I’m trying to extract multiple ID numbers from a URL string but my regex pattern is only capturing the first match instead of all of them.
Here’s what I’m working with:
import re
api_url = "https://example-service.com/api/messages/987654321,123456789.json"
pattern = r'\b\d+\b'
matches = re.findall(pattern, api_url)
result = []
for match in matches:
result.append({'id': match})
return result
The URL contains several numeric IDs separated by commas, but I’m only getting back one ID instead of both. I need to extract all the numbers so I can create separate API requests for each ID later.
Is there something wrong with my regex pattern or how I’m processing the results? Any help would be great!
Check if you’re running this inside a function or class method with multiple return paths. I hit something similar where conditional logic was cutting off my results early.
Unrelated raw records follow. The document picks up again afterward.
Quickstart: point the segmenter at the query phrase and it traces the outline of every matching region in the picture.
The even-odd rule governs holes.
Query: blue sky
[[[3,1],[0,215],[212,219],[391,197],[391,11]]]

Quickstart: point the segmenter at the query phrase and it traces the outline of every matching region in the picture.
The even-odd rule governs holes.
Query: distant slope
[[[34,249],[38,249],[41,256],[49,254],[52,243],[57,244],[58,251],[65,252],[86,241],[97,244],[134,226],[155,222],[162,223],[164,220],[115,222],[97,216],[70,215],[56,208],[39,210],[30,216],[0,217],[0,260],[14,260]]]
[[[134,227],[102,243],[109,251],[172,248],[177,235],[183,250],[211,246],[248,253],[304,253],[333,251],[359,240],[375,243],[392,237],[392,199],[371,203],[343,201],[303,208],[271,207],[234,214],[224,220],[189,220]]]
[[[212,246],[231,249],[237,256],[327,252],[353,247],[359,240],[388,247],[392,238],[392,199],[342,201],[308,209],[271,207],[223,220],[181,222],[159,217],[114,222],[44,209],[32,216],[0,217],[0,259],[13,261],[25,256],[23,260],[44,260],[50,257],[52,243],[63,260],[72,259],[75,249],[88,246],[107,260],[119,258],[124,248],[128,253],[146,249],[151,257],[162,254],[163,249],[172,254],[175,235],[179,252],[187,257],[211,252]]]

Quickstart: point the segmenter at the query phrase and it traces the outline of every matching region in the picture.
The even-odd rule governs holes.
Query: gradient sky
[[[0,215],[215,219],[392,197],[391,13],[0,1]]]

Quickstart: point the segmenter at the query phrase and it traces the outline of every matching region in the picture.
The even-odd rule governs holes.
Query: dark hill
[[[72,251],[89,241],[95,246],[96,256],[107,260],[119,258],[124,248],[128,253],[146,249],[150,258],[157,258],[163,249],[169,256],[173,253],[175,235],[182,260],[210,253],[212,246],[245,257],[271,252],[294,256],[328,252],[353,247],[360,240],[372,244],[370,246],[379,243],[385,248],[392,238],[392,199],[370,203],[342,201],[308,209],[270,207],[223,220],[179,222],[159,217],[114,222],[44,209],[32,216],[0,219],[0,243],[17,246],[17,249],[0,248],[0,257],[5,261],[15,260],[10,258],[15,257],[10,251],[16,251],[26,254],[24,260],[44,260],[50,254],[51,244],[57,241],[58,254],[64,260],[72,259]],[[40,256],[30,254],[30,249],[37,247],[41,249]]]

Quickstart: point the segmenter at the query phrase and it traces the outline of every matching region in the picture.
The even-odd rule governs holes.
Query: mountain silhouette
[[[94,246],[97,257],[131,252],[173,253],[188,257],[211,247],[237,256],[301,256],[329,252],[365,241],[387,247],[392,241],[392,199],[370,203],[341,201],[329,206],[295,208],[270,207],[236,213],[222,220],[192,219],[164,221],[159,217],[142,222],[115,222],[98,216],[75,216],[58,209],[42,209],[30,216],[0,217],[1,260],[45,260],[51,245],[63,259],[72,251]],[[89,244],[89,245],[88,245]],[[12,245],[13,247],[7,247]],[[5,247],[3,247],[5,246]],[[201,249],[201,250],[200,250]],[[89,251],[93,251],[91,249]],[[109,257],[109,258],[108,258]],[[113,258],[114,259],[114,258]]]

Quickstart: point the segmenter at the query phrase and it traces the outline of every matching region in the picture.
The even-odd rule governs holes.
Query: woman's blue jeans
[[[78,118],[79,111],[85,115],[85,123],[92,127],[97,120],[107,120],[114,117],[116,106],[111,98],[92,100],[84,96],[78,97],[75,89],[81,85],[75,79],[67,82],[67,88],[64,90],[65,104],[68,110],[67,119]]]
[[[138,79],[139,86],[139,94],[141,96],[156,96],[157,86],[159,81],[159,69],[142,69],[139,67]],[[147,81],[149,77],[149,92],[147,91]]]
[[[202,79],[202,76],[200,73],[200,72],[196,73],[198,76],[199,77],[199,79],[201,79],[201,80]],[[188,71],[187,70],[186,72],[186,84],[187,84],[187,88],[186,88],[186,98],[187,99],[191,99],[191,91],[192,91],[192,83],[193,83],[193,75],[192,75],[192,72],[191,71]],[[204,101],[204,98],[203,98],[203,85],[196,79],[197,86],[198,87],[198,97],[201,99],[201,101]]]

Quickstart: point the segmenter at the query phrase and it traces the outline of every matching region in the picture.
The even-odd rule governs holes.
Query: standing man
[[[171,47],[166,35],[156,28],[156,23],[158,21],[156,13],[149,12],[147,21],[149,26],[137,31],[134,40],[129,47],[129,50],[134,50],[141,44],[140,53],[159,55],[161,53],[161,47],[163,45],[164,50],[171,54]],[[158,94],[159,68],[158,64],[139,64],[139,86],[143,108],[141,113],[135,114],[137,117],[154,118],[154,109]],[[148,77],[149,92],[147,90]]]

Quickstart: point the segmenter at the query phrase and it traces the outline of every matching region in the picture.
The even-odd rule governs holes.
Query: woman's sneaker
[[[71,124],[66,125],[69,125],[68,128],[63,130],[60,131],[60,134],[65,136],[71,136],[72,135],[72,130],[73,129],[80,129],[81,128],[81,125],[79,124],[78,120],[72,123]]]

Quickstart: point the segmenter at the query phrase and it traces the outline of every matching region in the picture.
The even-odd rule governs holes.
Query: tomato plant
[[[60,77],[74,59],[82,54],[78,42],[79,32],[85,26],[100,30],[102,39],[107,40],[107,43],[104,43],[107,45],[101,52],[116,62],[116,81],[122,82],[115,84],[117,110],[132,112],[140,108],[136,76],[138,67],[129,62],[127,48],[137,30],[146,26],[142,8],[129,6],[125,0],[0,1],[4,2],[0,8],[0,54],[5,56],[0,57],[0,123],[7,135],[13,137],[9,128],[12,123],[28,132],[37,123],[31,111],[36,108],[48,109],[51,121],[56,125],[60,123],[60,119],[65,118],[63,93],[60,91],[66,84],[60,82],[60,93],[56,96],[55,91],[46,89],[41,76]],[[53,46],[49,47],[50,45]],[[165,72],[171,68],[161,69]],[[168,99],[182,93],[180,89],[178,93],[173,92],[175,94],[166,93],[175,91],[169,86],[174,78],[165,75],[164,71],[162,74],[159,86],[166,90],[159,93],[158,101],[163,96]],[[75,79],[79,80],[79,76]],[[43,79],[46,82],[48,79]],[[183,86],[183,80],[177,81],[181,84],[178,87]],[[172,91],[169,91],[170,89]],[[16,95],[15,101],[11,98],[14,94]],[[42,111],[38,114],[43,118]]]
Your regex pattern looks good - \b\d+\b should definitely catch both numbers in that URL. I’d add some debug output right after the findall to see what’s being captured: print(f'Found matches: {matches}'). If you see both numbers there but still get cut off, then it’s definitely your processing logic after the regex, not the pattern itself. Also make sure you don’t have any list comprehensions or filtering elsewhere that might be limiting results to just the first element.
Hit this exact problem last month. Your regex works fine - I tested your code and it grabbed both numbers no problem. Like pixelPilot said, it’s probably your return statement placement, but I’ve seen another thing cause this. Check for early returns or breaks in any try/except blocks around that code. I had exception handling that was quietly catching something and only returning partial results. Also make sure you’re not slicing the matches list somewhere - I once had matches[:1] hidden in my code that took ages to find. Debugging trick that helped me: throw in print(f’Total matches found: {len(matches)}') right after findall. If it shows the right count but your result is still cut off, you know the regex isn’t the issue.
that’s strange - your regex looks fine. i tested r'\b\d+\b' with findall() on a similar url and it grabbed all the numbers perfectly. try printing the matches variable before your loop to see what’s actually getting captured. something else in your code might be causing this.
Your regex pattern works fine - I tested it and it grabs both numbers no problem. The issue’s probably in your code structure, not the pattern. I hit something similar where nested functions made me return from the wrong scope too early. Check that your whole code block has the same indentation and you don’t have any sneaky return statements above your loop. Also make sure you’re not overwriting the matches variable between findall and your loop. Quick test: throw in print(matches) right after the findall line. If you see both numbers there, your regex is perfect and something’s wrong with how you’re processing the results.
Been wrestling with URL parsing for years and this drives me nuts. Your regex looks fine - probably some hidden code issue like others said.
What bugs me is you’re building a one-off solution you’ll have to maintain forever. Plus separate API requests for each ID? That’s more complexity with error handling, rate limits, retries.
I used to write these scripts constantly. Parse URLs, extract values, loop API calls, handle responses. Now I set up the pipeline once and let it run.
URL parsing, data extraction, and API requests all happen without custom regex. Built-in error handling and easy workflow changes without touching Python.
Honestly sounds like you’re testing in Jupyter or an interactive shell - things get weird there sometimes. Try running the same code in a fresh .py file. I’ve seen findall act differently in notebooks vs regular Python scripts for whatever reason. Also check if you’ve got other regex imports or functions overriding the standard re module.
Your regex pattern’s fine, but you’re probably returning results wrong. If you’ve got a return statement inside your loop, it’ll bail after the first match - that’s why you’re only seeing one result.
Move the return outside the loop:
import re
api_url = "https://example-service.com/api/messages/987654321,123456789.json"
pattern = r'\b\d+\b'
matches = re.findall(pattern, api_url)
result = []
for match in matches:
result.append({'id': match})
return result # This should be outside the loop
Honestly though, this screams automation to me. Why write regex parsing code every time you need to extract data and hit APIs? You could automate this whole workflow.
I deal with this constantly - parsing URLs, grabbing multiple values, then firing off separate API requests for each one. The pattern matching, data transformation, and API calls all run automatically without custom Python scripts.
Had the same problem - findall worked but gave weird results. Check if you’re doing any string preprocessing before the regex runs. I wasted hours debugging this once, turns out I had a string replace earlier in my code that was stripping digits or messing with the URL format. Also make sure your URL variable actually has what you expect - throw a print statement right before the regex to see if the string looks right. Your pattern should definitely catch both numbers in that example URL. Oh, and if you’re using a web framework or async stuff, watch out for encoding issues that might mess with your string before it hits the regex.